A24 Is Trying to Make Blockbusters
Briefly

A24, founded in 2012, has cultivated an ardent following through distinctive films such as Moonlight, The Brutalist, Everything Everywhere All at Once, and notable horror titles. The studio generates additional revenue and visibility through merchandise sales and a paying fan club of roughly one hundred thousand members; some fans even get the studio's logo tattooed. A compact core of executives shapes projects across green-lighting, editing, director support, and audience outreach, creating a unifying sensibility across filmmakers. Marketing campaigns are coordinated with directors but also serve as broader studio branding. The company now intends to pursue larger, blockbuster-style releases alongside its indie slate.
For this week's special double issue, Alex Barasch reports on the rise and the indie dominance of A24, which since its founding, in 2012, has built an ardent following with movies such as "Moonlight," "The Brutalist," "Everything Everywhere All at Once," and many more, including some first-rate horror films.

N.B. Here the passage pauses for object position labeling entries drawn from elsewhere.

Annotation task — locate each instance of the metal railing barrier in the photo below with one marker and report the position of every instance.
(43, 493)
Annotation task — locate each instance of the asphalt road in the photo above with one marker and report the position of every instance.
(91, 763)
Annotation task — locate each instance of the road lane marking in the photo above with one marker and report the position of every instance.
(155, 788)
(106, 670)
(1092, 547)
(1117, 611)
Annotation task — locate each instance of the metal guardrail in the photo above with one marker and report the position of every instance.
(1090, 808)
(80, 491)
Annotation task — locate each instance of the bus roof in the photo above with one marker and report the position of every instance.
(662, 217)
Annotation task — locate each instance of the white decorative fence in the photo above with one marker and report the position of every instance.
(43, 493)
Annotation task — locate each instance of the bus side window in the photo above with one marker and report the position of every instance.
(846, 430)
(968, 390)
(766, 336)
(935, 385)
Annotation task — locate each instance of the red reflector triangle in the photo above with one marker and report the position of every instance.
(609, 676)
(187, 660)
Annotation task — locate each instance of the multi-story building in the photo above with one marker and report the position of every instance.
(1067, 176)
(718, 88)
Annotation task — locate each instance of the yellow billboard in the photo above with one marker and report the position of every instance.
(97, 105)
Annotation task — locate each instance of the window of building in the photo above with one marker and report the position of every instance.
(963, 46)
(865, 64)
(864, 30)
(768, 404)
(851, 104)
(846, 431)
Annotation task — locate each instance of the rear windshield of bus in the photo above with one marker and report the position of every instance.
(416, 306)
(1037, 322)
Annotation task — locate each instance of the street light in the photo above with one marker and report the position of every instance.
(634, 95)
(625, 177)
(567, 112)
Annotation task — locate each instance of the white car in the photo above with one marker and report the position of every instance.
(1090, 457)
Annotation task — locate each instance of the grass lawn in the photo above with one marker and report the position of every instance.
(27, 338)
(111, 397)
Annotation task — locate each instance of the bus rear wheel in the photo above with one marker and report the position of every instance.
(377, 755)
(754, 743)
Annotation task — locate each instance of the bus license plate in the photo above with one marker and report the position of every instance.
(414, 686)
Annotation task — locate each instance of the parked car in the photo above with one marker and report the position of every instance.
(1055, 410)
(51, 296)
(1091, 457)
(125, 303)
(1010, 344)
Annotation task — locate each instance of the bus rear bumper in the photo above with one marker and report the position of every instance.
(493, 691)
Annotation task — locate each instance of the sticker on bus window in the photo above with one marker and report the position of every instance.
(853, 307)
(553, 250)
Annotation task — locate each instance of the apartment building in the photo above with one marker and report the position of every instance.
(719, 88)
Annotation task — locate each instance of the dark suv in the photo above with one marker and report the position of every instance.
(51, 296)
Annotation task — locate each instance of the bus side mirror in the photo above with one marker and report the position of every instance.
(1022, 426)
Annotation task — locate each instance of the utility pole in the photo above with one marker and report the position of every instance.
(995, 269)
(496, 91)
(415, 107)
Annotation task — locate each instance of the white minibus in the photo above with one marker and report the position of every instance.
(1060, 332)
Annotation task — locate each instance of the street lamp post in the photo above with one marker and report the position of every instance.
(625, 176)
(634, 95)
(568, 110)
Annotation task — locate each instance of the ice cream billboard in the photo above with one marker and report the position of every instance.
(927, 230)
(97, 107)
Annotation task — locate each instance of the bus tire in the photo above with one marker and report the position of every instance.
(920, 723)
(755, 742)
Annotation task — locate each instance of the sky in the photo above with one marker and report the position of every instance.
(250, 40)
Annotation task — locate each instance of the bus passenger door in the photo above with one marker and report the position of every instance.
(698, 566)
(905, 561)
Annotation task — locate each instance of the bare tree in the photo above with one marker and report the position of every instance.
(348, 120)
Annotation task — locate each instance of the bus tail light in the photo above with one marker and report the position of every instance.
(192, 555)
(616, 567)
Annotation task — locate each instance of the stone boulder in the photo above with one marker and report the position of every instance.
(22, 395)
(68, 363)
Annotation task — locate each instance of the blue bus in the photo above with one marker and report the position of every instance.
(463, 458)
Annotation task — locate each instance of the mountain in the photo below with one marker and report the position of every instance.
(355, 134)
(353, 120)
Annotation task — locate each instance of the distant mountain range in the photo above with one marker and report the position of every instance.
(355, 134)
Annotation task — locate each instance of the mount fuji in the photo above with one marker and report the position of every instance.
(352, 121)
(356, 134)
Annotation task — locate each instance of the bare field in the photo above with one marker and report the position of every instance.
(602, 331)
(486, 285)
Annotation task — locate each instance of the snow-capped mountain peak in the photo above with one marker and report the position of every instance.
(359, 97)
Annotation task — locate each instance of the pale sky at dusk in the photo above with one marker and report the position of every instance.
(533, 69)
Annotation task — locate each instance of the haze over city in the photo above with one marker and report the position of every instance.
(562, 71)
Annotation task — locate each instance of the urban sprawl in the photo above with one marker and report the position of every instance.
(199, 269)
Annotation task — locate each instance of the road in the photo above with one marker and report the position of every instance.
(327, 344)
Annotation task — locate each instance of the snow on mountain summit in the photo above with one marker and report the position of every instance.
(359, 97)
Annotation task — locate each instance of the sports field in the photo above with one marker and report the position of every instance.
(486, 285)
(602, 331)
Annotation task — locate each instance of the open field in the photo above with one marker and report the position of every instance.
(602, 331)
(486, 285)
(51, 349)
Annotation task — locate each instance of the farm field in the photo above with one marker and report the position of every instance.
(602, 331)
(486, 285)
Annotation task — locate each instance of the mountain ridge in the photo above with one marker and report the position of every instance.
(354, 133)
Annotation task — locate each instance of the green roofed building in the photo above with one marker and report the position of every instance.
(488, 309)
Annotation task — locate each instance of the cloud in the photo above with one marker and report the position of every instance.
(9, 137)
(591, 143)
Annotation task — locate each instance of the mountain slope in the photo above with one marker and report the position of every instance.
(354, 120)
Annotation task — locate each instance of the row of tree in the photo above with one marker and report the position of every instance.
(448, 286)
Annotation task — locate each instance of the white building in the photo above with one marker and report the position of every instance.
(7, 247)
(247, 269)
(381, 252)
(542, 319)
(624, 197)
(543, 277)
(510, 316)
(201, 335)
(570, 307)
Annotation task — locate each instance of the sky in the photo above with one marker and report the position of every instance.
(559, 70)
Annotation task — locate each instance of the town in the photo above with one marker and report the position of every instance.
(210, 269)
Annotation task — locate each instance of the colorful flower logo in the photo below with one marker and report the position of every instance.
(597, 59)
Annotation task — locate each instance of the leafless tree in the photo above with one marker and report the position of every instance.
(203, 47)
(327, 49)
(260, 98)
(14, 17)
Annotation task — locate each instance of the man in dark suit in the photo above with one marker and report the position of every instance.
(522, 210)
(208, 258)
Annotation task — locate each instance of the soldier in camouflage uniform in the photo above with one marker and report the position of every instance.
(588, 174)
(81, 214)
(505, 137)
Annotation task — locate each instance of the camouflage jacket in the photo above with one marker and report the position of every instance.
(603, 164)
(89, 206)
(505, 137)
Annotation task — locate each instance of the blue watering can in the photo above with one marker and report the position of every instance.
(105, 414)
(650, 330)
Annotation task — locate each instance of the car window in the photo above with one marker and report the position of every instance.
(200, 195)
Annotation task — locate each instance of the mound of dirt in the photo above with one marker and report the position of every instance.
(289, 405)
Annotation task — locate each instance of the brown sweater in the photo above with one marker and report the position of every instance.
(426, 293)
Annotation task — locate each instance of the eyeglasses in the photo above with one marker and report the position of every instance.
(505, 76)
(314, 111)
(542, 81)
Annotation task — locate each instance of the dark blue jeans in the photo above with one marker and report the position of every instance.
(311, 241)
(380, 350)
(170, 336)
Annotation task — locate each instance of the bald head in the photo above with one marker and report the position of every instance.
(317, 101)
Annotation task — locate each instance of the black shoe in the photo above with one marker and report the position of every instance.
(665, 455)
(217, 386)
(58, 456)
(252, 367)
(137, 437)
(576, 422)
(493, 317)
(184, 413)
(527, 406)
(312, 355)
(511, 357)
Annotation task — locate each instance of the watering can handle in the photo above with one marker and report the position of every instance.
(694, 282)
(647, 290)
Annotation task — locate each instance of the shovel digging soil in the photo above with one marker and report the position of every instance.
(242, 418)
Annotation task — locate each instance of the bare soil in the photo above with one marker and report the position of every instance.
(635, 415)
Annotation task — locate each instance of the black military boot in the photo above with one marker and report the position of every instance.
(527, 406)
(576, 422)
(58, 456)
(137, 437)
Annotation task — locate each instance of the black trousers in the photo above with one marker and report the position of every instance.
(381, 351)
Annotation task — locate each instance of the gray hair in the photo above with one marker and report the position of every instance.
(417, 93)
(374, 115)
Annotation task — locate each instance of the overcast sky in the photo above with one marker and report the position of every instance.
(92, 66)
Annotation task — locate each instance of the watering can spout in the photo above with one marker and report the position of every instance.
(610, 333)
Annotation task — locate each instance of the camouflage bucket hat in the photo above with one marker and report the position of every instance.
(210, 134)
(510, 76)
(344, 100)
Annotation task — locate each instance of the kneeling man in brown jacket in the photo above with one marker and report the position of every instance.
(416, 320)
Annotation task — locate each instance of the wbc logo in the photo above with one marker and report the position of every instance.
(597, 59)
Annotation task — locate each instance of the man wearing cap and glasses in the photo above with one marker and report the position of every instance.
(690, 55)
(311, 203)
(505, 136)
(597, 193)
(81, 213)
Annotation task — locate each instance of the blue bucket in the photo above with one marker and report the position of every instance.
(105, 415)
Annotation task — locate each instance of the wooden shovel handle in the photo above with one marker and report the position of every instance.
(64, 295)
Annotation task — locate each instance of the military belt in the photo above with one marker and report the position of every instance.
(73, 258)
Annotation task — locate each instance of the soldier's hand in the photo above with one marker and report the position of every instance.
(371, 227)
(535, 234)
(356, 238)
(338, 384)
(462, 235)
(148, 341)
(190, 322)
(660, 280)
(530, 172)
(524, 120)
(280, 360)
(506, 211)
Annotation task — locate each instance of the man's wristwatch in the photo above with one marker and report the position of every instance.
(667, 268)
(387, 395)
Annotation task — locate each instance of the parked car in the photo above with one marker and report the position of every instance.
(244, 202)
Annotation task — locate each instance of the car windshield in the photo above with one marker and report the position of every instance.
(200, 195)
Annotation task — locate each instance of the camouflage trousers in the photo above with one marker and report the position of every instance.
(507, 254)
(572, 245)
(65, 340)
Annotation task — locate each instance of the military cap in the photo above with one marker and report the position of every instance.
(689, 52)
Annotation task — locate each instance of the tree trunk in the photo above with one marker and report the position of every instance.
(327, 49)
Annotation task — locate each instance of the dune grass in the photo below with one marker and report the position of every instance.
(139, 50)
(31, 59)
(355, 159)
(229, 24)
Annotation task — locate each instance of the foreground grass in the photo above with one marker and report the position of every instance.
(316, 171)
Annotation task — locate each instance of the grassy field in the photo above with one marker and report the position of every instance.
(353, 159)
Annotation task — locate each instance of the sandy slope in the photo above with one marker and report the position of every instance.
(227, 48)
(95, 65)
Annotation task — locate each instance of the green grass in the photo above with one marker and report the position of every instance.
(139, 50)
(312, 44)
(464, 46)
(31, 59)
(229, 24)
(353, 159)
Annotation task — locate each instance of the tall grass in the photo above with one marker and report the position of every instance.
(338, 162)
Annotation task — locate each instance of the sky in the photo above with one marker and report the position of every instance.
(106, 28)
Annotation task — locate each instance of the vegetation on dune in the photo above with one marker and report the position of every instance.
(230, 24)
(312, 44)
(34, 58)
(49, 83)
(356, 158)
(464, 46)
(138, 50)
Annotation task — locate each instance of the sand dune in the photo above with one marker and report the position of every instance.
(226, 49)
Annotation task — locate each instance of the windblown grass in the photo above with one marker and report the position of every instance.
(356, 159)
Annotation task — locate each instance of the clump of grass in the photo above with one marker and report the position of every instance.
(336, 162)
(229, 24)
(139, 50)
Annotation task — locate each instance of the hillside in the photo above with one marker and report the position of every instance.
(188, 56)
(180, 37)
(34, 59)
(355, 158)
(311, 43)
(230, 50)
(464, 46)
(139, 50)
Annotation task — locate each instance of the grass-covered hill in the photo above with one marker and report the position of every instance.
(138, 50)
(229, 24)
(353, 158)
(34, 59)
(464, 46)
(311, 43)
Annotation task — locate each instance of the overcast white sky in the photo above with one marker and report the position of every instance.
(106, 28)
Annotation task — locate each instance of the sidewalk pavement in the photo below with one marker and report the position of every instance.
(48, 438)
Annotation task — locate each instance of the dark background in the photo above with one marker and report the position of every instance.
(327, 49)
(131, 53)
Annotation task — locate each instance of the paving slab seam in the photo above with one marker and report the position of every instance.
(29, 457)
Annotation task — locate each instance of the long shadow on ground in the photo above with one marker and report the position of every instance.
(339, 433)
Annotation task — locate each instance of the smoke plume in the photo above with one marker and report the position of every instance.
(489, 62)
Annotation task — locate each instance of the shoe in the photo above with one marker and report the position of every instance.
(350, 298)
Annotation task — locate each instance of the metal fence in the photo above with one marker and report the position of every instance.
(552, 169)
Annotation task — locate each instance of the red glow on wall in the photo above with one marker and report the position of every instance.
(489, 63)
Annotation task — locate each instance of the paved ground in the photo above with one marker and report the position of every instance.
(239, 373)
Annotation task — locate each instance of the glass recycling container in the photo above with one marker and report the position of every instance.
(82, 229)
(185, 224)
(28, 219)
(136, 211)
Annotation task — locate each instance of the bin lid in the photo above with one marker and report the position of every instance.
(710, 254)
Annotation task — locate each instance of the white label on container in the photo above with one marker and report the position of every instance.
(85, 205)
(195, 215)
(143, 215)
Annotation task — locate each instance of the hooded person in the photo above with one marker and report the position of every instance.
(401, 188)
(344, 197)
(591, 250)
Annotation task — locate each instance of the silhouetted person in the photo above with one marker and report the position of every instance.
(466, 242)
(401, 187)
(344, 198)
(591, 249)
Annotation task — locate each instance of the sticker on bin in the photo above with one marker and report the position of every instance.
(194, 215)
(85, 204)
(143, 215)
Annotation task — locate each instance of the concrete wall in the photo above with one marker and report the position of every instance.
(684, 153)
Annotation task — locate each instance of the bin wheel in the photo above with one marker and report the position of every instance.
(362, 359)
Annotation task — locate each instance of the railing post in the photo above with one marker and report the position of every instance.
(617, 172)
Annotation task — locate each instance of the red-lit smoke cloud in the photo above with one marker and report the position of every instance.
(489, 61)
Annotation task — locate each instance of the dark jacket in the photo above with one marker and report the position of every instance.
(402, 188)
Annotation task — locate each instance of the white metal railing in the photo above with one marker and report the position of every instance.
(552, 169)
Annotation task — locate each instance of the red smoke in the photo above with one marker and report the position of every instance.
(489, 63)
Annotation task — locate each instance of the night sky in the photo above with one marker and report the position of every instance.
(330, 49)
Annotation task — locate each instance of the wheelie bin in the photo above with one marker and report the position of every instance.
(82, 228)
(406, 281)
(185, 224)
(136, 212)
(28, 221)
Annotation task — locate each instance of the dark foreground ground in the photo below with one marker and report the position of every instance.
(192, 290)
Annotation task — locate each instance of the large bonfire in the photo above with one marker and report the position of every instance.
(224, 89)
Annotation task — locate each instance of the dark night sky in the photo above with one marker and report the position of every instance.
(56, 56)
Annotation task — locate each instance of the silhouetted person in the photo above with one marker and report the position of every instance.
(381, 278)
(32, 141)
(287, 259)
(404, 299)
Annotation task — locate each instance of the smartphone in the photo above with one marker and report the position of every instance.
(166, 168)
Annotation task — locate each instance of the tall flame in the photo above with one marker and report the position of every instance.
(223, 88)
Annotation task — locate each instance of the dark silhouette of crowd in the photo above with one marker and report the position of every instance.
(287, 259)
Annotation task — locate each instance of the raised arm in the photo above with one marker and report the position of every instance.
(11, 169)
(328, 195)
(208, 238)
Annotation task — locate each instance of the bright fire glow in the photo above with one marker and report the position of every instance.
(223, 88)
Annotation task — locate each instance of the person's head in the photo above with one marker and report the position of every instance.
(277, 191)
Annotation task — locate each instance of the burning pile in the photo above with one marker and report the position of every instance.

In addition, A24 does brisk sales in merch (sweatshirts, dog leashes), and hosts a fan club with roughly a hundred thousand paying members. Some acolytes have even gotten tattoos of the studio's logo.
Part of A24's cachet undoubtedly comes from its discerning taste in collaborators: filmmakers such as Sofia Coppola, Alex Garland, Ari Aster, and Barry Jenkins. But Alex notes that, despite its work with highly individual directors, the studio's films have a unifying quality: "each one feels, for better or worse, like the product of a singular mind." That "mind" is composed of a core group of executives who collaborate on nearly every phase of the project: green-lighting a movie, helping in the editing room, cheering up a nervous director, selling the movie to audiences.